Closed zhuxu001 closed 1 year ago
There are too many "N" in you input fasta files. Please update MultiPrime to version 2.3.7 or higher. I suggest using the following command: pip install multiPrime==2.3.8
Thanks, it works well and very fast. I have noticed that primers designed for specific genes or CDS tend to perform better than those designed for the entire genome. When I design primers for the same accession set, I achieve satisfactory coverage (>99%) when targeting genes or CDS, or specific regions of interest, compared to designing primers for the entire genome (~80%). Is this a common observation or are there factors that could be affecting primer performance?
I appreciate your attention to detail. It's important to note that the quality of the multiple sequence alignment greatly influences primer performance. Aligning longer or more input sequences can lead to worse alignments, which can negatively impact the number of candidate primers and their performance. Our team is committed to continuously improving the performance of MultiPrime.

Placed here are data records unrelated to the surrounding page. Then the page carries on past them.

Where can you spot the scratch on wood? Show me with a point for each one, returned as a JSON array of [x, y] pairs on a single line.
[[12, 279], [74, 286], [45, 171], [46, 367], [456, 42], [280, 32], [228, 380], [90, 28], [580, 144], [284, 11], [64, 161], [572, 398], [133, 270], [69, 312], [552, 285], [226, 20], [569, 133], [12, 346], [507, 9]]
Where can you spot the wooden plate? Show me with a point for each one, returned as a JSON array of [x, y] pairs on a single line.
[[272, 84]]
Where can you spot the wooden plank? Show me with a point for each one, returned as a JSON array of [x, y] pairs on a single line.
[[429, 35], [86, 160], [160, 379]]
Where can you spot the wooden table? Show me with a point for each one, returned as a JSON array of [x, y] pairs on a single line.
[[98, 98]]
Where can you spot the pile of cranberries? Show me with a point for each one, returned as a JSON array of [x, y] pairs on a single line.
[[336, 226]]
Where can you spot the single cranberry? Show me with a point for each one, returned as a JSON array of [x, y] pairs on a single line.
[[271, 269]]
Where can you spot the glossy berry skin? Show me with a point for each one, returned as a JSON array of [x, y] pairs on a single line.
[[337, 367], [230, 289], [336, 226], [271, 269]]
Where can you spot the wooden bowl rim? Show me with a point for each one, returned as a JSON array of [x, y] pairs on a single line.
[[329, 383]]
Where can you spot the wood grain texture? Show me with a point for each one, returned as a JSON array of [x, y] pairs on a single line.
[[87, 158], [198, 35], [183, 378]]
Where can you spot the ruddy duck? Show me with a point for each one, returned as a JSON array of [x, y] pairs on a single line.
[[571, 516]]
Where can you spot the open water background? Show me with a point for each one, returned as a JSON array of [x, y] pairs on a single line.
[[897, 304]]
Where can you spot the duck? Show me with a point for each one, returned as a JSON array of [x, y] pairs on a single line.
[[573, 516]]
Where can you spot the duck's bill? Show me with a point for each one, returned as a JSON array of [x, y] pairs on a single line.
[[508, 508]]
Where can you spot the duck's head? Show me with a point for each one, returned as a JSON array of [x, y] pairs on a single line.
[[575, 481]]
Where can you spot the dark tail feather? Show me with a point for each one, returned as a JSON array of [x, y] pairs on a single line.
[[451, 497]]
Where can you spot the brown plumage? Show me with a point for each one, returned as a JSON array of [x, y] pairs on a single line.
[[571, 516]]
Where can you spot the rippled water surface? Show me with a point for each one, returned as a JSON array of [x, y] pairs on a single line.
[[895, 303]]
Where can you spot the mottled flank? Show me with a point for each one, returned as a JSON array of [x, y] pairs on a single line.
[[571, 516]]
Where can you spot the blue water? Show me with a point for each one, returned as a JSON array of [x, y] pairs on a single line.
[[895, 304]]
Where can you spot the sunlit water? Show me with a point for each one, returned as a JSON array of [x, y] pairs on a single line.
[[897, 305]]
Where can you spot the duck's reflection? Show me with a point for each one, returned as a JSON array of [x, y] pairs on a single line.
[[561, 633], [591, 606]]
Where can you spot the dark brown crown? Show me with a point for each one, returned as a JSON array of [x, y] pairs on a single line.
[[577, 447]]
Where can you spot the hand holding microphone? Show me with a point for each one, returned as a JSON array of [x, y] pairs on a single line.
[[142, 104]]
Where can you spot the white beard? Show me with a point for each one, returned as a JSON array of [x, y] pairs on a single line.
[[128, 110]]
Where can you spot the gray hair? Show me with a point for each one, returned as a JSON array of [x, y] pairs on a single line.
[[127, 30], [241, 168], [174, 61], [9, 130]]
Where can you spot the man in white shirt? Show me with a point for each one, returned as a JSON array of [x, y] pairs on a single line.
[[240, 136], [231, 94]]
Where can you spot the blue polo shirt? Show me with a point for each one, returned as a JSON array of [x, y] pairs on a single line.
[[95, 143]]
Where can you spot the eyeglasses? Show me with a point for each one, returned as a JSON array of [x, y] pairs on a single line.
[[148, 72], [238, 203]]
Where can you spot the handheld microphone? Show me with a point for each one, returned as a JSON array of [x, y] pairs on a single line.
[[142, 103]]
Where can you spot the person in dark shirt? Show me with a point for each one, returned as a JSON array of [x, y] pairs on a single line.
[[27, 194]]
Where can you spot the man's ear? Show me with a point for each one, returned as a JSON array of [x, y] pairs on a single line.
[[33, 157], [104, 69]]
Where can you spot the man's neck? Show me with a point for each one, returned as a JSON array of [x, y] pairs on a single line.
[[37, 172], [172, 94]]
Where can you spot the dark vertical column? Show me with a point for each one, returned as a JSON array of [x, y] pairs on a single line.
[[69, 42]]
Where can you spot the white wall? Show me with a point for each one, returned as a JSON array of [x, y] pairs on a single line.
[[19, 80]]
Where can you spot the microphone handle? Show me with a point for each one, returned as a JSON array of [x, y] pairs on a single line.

I don't have any further questions at this time. The program has met my needs perfectly!. Thank you so much!
I don't have any further questions at this time. The program has met my needs perfectly!. Thank you so much!
you are welcome.
I installed MultiPrime from PyPI and used it to design primers for a set of genomes manually (not the pipeline). However, I didn't get any results and the program consumed a lot of memory. What could be causing this issue? Are there any steps I can take to improve the performance?